First published: 2017/05/24 (6 years ago) Abstract: Compression and computational efficiency in deep learning have become a
problem of great significance. In this work, we argue that the most principled
and effective way to attack this problem is by taking a Bayesian point of view,
where through sparsity inducing priors we prune large parts of the network. We
introduce two novelties in this paper: 1) we use hierarchical priors to prune
nodes instead of individual weights, and 2) we use the posterior uncertainties
to determine the optimal fixed point precision to encode the weights. Both
factors significantly contribute to achieving the state of the art in terms of
compression rates, while still staying competitive with methods designed to
optimize for speed or energy efficiency.
This paper described an algorithm of parametrically adding noise and applying a variational regulariser similar to that in ["Variational Dropout Sparsifies Deep Neural Networks"][vardrop]. Both have the same goal: make neural networks more efficient by removing parameters (and therefore the computation applied with those parameters). Although, this paper also has the goal of giving a prescription of how many bits to store each parameter with as well.

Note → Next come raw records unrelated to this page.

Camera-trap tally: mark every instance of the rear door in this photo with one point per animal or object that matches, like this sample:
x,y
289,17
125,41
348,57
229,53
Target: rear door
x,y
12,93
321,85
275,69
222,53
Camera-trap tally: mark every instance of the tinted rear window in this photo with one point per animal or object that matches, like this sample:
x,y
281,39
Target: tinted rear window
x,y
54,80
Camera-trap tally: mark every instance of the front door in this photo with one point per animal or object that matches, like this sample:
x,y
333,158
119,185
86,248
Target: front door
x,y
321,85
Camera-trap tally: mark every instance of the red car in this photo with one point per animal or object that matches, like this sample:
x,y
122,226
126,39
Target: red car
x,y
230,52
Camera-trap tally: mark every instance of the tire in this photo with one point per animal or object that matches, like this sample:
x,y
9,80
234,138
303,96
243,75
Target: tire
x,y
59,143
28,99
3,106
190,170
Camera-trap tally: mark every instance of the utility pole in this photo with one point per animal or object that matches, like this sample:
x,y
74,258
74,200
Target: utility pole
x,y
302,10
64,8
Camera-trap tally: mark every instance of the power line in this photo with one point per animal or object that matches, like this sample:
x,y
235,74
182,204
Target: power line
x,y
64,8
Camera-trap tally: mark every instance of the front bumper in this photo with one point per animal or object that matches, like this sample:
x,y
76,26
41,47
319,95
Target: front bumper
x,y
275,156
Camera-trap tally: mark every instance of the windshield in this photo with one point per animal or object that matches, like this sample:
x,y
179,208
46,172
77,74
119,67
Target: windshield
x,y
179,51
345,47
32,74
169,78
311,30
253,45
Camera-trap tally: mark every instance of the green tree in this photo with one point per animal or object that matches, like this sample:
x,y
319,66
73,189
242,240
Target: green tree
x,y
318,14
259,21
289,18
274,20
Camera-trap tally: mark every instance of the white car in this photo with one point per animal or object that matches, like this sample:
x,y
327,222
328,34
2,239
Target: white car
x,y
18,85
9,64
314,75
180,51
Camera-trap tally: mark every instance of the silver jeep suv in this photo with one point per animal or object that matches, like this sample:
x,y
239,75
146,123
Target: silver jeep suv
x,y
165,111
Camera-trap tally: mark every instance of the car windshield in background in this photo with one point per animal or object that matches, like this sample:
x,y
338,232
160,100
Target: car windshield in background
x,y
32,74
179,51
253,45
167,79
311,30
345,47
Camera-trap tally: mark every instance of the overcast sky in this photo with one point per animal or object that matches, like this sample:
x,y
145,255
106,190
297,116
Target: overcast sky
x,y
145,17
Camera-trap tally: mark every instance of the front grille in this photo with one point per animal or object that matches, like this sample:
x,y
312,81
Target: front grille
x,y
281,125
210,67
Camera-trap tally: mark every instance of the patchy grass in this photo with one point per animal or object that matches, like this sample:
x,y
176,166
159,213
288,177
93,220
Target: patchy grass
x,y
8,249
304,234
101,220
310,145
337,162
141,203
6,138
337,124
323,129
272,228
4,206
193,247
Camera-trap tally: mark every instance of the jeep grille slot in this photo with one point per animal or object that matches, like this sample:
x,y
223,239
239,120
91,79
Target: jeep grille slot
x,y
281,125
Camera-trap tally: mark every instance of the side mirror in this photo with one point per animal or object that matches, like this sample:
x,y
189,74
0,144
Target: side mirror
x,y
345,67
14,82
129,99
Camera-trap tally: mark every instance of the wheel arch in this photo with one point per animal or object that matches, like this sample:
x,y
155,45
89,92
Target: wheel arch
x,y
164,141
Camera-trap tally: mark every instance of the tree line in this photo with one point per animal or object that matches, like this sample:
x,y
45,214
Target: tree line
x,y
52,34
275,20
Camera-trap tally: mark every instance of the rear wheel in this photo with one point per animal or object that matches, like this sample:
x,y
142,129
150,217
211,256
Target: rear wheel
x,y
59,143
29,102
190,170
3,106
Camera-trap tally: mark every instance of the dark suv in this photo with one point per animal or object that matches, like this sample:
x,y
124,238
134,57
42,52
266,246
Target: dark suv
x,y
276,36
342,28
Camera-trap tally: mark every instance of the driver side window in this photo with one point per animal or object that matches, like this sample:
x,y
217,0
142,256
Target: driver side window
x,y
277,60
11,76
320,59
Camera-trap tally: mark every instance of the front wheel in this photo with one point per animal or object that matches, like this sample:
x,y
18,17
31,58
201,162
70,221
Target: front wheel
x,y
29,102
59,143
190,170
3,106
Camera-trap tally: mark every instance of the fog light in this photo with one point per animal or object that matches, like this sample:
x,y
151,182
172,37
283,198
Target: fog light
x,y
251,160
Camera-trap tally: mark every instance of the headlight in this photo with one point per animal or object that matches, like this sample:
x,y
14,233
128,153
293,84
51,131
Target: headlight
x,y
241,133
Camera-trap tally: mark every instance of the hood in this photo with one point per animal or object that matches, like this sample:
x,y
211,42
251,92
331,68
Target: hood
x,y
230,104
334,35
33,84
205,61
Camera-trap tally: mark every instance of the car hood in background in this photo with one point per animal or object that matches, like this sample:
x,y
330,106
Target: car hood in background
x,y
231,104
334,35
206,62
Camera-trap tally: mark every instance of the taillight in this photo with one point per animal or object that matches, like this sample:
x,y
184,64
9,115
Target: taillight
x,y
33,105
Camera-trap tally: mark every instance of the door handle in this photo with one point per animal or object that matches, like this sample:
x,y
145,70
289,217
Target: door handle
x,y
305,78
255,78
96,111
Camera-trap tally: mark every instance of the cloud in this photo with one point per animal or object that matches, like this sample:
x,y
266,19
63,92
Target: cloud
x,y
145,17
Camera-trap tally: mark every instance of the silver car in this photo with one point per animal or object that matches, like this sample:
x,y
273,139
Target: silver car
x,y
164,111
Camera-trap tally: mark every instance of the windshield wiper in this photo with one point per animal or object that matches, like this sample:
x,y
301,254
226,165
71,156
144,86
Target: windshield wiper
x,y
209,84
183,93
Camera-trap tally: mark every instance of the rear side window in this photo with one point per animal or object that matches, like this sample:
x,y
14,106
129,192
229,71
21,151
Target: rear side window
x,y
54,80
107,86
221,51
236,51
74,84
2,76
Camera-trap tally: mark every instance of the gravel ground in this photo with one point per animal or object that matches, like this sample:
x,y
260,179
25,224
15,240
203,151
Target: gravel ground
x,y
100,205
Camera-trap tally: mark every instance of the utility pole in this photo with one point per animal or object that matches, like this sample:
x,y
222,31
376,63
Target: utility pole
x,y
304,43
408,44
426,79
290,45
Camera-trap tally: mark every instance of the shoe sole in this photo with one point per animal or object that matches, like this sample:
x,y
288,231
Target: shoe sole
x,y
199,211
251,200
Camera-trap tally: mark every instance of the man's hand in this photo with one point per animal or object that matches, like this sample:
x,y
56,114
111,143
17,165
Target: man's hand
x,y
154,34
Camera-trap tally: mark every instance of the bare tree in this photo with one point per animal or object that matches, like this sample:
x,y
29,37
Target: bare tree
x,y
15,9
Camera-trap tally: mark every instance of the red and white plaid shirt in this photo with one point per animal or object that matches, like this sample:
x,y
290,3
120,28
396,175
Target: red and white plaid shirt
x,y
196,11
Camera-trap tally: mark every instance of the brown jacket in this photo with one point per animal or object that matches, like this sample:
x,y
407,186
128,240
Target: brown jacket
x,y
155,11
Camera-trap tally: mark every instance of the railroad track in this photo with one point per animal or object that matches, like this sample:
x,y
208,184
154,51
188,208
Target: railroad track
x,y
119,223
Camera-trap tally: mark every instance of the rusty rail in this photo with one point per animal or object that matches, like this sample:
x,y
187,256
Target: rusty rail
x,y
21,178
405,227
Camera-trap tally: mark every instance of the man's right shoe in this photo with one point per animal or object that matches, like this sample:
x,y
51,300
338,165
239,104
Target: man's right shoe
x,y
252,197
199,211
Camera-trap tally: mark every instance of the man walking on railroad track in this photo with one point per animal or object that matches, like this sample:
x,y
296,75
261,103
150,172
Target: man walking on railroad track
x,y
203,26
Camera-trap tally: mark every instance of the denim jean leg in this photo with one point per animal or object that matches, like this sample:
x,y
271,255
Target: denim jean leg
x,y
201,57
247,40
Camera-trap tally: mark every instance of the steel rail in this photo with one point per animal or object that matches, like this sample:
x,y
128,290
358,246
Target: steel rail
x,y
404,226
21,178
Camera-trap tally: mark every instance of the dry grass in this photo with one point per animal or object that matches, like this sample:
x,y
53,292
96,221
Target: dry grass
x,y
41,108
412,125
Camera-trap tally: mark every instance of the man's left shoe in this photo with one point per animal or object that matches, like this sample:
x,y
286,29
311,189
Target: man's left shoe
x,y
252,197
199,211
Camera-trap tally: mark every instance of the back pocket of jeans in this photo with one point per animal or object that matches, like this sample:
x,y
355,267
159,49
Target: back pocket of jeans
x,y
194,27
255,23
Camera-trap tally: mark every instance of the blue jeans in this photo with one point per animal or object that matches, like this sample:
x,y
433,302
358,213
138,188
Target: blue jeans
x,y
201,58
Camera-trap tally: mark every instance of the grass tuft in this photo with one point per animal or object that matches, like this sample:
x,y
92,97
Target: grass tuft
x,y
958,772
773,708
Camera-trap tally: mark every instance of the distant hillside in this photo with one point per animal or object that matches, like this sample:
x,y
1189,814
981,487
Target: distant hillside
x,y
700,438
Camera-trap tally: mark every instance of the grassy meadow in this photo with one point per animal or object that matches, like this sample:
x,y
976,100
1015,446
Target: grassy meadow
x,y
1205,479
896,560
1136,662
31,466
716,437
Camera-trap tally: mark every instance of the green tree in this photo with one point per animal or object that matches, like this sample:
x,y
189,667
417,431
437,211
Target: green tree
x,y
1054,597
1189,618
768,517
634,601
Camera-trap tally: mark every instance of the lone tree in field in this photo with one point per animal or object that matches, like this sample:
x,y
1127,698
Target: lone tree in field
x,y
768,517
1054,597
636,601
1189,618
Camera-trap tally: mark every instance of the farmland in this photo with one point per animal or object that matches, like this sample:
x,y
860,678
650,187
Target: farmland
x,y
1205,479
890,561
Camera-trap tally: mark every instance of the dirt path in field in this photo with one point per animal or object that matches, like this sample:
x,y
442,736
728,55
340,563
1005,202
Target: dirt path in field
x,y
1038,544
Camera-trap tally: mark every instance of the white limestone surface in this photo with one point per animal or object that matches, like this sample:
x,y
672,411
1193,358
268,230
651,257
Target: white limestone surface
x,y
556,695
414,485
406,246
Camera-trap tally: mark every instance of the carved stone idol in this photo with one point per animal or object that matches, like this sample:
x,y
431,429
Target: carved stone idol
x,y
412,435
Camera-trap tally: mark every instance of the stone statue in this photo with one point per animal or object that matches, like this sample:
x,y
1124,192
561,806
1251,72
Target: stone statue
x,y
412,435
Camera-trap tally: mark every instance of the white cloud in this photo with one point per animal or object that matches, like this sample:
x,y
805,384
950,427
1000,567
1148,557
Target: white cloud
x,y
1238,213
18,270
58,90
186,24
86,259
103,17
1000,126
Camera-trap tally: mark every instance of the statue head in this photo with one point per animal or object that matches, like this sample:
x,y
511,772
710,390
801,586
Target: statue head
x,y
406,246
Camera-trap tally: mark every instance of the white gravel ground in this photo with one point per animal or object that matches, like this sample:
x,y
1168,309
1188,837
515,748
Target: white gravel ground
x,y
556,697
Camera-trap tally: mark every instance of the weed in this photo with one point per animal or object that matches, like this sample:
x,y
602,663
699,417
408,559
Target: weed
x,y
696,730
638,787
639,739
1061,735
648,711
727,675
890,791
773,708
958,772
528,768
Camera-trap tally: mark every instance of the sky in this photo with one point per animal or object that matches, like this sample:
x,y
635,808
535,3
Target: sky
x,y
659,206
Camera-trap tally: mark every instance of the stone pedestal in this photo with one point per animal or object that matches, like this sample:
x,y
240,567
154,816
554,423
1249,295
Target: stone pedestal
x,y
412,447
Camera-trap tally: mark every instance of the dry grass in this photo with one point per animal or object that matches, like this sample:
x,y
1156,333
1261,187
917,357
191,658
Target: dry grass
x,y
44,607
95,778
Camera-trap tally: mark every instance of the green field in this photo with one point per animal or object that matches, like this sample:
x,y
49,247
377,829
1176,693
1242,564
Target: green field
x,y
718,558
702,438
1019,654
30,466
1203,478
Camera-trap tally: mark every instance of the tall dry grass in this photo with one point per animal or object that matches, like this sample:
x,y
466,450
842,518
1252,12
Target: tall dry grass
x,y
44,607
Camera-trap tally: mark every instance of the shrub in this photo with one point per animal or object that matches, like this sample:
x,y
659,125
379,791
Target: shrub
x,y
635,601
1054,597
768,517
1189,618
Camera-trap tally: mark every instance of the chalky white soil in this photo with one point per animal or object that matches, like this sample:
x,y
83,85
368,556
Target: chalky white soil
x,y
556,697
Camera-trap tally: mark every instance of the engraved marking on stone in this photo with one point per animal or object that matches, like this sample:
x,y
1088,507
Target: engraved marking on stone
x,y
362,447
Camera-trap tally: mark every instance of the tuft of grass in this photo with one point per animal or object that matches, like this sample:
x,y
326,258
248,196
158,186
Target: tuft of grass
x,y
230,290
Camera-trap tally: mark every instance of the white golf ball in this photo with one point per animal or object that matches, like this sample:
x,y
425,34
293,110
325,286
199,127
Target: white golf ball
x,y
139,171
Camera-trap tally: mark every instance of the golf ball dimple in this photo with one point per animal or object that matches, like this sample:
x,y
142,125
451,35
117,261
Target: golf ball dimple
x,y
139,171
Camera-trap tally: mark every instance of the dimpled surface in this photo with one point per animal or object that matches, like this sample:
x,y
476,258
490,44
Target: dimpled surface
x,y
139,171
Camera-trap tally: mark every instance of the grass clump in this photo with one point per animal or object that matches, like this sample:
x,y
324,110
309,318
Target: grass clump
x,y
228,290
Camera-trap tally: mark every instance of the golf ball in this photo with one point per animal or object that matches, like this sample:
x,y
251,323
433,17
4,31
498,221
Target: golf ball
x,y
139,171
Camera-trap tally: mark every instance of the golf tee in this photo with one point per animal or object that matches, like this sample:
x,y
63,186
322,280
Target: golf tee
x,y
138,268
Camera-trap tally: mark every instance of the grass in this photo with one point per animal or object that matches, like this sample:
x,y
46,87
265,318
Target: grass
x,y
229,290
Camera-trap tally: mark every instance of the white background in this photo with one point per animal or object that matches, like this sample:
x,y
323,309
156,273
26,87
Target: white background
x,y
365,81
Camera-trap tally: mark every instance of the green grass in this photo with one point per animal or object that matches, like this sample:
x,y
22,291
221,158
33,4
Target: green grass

There is a very nice derivation of the hierarchical variational approximation being used here, which I won't try to replicate here. In practice, the difference to prior work is that the stochastic gradient variational method uses hierarchical samples; ie it samples from a prior, then incorporates these samples when sampling over the weights (both applied through local reparameterization tricks). It's a powerful method, which allows them to test two different priors (although they are clearly not limited to just these), and compare both against competing methods. They are comparable, and the choice of prior offers some tradeoffs in terms of sparsity versus quantization.